Enfin, cinquième et dernier axe de mon projet, la réforme du cadre de l’enseignement, de la formation des professeurs, du contenu des manuels scolaires, en passant par le fonctionnement des rectorats.

Le caractère centralisé de l’Éducation nationale, qui a accéléré la décomposition en cours, peut être une vraie chance pour remonter plus vite la pente, si le pouvoir politique utilise la hiérarchie de l’Éducation nationale, non pas pour freiner l’initiative des enseignants comme aujourd’hui, mais pour les inciter à donner des repères, des principes.

Ainsi, une reprise en main par l’administration centrale des rectorats qui, paradoxalement, sont devenus tout-puissants – le ministre ayant tendance, au nom de la « déconcentration », à tout leur déléguer – est donc urgente.

Dans cet esprit, revoyons la formation des enseignants. Les IUFM sont devenus des nids à pédagogues fumeux qui privilégient la forme au fond, aussi coûteux qu’inefficaces. Nous ne pouvons faire l’impasse sur leur réforme, car il n’y aura pas de sauvetage de l’école sans enseignants bien formés et encouragés dans leur vocation de transmission et d’instruction.

Cela passe enfin par une révision de certains manuels scolaires qui se sont, au fil du temps, imprégnés des dérives des pédagogistes et du politiquement correct.

*

En quelques années, il est possible de voir apparaître de nouveaux résultats si, dès le début de son mandat, le futur Président s’attelle à cette tâche essentielle.

C’est en effet en partant de la base de la pyramide, l’école primaire, que nous pourrons progressivement relever le niveau général, diversifier les réussites, notamment dans le domaine professionnel, et permettre à un maximum d’élèves de réussir leur parcours universitaire.

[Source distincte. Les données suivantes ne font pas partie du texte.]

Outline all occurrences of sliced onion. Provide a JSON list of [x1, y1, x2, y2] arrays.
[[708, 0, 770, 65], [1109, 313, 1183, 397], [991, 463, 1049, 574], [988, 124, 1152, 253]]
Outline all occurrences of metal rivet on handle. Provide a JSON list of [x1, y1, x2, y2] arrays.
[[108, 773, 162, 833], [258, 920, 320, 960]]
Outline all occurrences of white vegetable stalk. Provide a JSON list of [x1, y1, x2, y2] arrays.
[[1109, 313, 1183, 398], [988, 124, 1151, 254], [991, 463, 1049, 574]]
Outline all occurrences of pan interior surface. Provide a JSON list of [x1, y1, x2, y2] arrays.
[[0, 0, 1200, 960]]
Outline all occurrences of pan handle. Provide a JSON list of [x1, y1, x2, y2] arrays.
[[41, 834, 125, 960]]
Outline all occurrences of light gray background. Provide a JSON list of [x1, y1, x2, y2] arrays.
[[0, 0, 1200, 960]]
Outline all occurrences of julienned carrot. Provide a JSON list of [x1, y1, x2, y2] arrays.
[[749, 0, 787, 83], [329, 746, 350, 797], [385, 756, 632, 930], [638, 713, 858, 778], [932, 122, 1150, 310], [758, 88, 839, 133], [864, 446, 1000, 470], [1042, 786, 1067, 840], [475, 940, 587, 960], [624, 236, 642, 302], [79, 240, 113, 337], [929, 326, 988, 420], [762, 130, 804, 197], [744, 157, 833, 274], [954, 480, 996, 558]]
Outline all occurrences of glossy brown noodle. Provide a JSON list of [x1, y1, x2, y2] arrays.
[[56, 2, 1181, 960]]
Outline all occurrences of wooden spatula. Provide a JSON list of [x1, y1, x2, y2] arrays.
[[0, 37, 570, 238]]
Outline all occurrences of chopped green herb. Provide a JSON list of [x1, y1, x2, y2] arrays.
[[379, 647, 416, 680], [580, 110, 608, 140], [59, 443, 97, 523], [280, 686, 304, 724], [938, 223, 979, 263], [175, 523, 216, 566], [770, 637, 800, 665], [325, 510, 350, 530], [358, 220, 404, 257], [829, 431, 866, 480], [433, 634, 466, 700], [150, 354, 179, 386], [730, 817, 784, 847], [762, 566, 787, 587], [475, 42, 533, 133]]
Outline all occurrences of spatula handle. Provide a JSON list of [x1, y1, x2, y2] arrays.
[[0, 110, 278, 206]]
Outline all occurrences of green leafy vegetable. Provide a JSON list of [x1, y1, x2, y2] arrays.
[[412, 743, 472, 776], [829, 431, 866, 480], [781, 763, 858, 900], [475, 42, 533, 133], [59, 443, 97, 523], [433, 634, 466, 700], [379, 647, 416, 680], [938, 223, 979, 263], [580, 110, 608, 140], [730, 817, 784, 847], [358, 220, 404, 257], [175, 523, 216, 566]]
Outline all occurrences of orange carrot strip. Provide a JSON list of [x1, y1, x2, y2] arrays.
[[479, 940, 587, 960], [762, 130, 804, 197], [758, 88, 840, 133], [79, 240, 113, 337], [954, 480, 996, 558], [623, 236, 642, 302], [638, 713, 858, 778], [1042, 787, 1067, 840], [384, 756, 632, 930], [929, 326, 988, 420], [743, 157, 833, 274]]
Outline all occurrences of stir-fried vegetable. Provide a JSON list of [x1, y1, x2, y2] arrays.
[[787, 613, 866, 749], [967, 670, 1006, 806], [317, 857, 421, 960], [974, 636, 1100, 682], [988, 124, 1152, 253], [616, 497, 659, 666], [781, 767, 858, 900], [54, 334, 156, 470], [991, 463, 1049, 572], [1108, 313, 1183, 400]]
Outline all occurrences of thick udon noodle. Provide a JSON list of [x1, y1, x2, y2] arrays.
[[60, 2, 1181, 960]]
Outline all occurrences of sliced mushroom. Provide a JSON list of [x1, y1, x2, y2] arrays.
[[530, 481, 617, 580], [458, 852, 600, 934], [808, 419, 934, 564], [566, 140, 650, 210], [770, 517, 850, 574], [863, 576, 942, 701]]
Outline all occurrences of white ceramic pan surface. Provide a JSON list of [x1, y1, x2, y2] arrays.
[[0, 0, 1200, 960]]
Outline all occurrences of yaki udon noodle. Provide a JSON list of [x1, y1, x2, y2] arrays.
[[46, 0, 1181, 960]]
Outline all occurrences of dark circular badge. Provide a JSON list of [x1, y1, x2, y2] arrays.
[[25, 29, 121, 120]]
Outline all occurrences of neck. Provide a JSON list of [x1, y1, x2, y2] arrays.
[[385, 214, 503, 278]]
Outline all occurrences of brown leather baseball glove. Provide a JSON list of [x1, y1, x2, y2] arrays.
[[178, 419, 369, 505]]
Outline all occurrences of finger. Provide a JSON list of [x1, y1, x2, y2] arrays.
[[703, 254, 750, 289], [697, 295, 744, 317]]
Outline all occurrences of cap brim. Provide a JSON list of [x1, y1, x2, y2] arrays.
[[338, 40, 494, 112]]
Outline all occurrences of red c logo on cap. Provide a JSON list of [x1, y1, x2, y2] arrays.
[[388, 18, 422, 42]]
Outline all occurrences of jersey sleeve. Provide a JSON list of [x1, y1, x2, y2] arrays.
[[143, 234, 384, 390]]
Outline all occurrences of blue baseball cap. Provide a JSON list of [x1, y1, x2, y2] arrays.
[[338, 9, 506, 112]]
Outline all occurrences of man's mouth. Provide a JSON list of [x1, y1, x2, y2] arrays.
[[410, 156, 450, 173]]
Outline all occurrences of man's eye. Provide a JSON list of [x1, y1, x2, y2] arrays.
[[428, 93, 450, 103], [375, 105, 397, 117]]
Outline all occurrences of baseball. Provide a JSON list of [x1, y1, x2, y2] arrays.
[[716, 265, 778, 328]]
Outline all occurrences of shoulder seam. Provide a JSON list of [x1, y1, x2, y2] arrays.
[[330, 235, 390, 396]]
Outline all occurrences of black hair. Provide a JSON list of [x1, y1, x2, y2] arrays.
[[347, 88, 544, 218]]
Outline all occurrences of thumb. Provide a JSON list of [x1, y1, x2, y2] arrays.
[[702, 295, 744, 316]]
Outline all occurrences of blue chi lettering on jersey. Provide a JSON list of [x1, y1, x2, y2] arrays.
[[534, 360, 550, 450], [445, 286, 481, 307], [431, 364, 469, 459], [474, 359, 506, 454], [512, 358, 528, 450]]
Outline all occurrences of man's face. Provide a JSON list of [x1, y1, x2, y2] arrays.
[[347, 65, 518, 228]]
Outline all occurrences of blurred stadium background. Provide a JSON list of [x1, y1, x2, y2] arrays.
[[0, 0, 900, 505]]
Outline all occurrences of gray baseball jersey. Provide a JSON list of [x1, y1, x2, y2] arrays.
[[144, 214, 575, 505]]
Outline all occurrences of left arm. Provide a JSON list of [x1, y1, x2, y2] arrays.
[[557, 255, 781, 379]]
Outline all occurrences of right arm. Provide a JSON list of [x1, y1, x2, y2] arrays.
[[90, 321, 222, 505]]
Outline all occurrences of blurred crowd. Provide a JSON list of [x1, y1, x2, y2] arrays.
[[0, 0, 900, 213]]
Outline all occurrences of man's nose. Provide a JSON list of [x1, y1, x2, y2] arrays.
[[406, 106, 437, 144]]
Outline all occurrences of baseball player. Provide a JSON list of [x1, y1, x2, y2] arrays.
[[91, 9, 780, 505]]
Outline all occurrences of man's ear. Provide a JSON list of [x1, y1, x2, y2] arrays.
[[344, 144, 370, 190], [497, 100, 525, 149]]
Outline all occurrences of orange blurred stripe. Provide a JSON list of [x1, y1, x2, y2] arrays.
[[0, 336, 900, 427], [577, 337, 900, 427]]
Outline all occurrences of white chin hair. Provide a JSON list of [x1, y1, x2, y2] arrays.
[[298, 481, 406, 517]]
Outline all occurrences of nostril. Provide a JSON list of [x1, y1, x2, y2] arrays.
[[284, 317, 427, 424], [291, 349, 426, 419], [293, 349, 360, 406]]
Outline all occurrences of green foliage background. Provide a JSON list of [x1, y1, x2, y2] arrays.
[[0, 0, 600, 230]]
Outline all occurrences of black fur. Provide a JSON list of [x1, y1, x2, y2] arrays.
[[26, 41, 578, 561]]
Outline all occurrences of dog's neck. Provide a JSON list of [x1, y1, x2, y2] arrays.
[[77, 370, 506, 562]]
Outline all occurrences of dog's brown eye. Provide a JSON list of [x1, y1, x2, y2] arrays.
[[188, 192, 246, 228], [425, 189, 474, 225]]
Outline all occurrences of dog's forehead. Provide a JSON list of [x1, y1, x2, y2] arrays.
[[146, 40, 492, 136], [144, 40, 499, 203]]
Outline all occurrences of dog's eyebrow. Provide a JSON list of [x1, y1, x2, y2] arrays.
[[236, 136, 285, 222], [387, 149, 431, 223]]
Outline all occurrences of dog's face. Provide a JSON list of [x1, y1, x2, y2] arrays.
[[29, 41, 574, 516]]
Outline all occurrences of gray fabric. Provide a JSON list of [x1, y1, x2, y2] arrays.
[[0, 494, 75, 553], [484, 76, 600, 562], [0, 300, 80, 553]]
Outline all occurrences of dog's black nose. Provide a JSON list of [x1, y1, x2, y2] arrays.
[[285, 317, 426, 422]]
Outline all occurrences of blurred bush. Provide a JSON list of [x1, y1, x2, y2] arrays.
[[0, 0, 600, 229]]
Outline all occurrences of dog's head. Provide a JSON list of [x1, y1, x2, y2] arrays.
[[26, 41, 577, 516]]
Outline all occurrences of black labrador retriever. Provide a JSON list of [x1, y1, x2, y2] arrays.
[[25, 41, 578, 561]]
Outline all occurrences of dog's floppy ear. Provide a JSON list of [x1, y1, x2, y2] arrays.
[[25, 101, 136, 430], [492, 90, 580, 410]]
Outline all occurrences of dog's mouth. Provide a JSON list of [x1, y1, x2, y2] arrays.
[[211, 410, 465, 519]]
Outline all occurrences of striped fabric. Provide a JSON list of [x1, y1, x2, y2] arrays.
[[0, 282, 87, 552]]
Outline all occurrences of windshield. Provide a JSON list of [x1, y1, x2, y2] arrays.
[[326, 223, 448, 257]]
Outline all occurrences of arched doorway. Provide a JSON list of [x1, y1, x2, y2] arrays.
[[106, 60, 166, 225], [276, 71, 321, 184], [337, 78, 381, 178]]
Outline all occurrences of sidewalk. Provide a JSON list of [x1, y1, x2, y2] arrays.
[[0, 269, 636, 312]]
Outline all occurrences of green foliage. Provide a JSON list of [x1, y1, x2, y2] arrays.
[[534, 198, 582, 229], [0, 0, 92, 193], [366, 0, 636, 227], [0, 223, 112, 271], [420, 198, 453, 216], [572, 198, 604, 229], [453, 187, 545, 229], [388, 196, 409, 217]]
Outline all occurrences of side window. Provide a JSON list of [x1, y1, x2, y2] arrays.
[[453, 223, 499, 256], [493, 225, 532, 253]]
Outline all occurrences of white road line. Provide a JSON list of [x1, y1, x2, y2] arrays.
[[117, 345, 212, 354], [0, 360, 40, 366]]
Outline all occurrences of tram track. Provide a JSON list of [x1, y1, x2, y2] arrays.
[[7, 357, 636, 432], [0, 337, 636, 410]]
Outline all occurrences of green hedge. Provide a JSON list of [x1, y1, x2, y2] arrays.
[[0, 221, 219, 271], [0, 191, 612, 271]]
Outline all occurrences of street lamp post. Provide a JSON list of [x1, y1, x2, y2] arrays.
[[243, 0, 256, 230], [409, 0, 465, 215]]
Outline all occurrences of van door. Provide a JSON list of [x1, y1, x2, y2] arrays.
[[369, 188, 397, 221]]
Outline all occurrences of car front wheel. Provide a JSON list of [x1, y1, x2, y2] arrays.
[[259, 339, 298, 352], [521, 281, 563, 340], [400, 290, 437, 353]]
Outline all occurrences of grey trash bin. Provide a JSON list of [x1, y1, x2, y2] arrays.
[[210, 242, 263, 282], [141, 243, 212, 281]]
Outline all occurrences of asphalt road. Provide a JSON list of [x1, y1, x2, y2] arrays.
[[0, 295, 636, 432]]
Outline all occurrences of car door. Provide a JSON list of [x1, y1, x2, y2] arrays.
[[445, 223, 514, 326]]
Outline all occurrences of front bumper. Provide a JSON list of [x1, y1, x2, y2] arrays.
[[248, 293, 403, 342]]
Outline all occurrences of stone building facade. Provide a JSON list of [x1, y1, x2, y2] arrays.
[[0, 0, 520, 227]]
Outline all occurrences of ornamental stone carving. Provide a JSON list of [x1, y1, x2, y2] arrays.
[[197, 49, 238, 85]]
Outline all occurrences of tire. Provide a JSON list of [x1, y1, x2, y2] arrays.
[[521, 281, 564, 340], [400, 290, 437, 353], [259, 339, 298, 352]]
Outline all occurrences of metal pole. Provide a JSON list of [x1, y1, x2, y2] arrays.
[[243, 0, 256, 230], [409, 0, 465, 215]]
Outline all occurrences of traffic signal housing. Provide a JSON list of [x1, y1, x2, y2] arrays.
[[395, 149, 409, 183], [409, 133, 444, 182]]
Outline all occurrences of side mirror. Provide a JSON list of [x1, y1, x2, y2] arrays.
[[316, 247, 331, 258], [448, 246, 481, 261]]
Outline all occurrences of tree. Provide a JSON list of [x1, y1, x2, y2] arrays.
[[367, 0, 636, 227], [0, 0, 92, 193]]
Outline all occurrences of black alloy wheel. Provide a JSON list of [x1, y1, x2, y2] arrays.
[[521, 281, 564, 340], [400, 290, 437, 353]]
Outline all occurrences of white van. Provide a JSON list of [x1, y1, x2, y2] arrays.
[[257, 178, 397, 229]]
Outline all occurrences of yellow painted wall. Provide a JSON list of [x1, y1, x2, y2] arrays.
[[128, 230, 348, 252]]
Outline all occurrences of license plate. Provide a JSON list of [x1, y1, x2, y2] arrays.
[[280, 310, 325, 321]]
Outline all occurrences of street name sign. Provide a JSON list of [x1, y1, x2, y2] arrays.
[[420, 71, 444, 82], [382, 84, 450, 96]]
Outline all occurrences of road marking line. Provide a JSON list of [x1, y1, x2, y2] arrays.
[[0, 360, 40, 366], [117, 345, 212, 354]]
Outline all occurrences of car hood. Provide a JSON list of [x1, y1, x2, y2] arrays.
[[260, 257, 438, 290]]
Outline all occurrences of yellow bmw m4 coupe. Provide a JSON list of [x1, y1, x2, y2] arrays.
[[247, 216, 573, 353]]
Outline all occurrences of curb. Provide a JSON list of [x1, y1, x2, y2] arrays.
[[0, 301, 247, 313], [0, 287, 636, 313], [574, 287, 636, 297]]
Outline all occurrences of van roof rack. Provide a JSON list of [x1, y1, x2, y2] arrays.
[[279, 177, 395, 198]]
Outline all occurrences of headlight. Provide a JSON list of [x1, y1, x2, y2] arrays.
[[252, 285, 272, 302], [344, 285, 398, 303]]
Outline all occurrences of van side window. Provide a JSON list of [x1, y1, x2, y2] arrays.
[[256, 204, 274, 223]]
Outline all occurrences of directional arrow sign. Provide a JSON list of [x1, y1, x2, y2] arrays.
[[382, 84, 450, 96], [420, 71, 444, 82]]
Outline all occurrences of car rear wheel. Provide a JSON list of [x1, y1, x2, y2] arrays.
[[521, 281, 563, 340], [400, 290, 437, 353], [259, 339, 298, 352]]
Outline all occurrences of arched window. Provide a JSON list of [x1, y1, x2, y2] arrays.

La réforme de l’université, aussi vitale que celle du primaire ou du collège, parachèvera cette reprise en main générale de notre système éducatif. De deux choses l’une: soit le baccalauréat retrouve son crédit et l’université peut s’appuyer sur lui pour sélectionner les élèves, soit il reste dévalué et devra alors obligatoirement être instaurée une sélection minimum à l’entrée des établissements supérieurs, fondée sur le mérite et sur les capacités des candidats. Quoi qu’il en soit, il faut d’urgence empêcher l’afflux massif d’étudiants dans des disciplines qui sont des voies de garage. Les filières professionnelles courtes type BTS ou IUT doivent être développées et les filières longues encadrées. Il est irresponsable de faire croire à plusieurs centaines de milliers d’étudiants en sciences humaines qu’ils pourront s’en sortir. De même, il faut avoir le courage d’assortir les avantages du statut d’étudiant (couverture sociale, bourses…) d’une réelle présence à l’université. L’élévation légère des droits d’inscription, en les proportionnant aux revenus des parents, comme l’a fait Sciences Po, permettrait de dissuader les faux étudiants.

Par ailleurs, il faudra bien se résoudre à renforcer les moyens pour les universités, notamment en permettant l’existence de fondations, avec des mécanismes de défiscalisation. Enfin, il faut doubler les bourses et multiplier les prêts à taux très bas, pour aider les élèves de milieux défavorisés à poursuivre leurs études.

Il y aura bien sûr des résistances: on ne réforme pas sans peine un secteur public qui emploie près d’un million d’agents! C’est pourquoi, après avoir dialogué avec les représentants des différents corps sur le meilleur moyen pour mettre en œuvre ces réformes, il ne faudra pas hésiter à recourir au référendum.

Mais pour que les enseignants puissent apprendre aux élèves à respecter leurs camarades, encore faut-il que dans la société tout entière la loi soit, elle-même, respectée.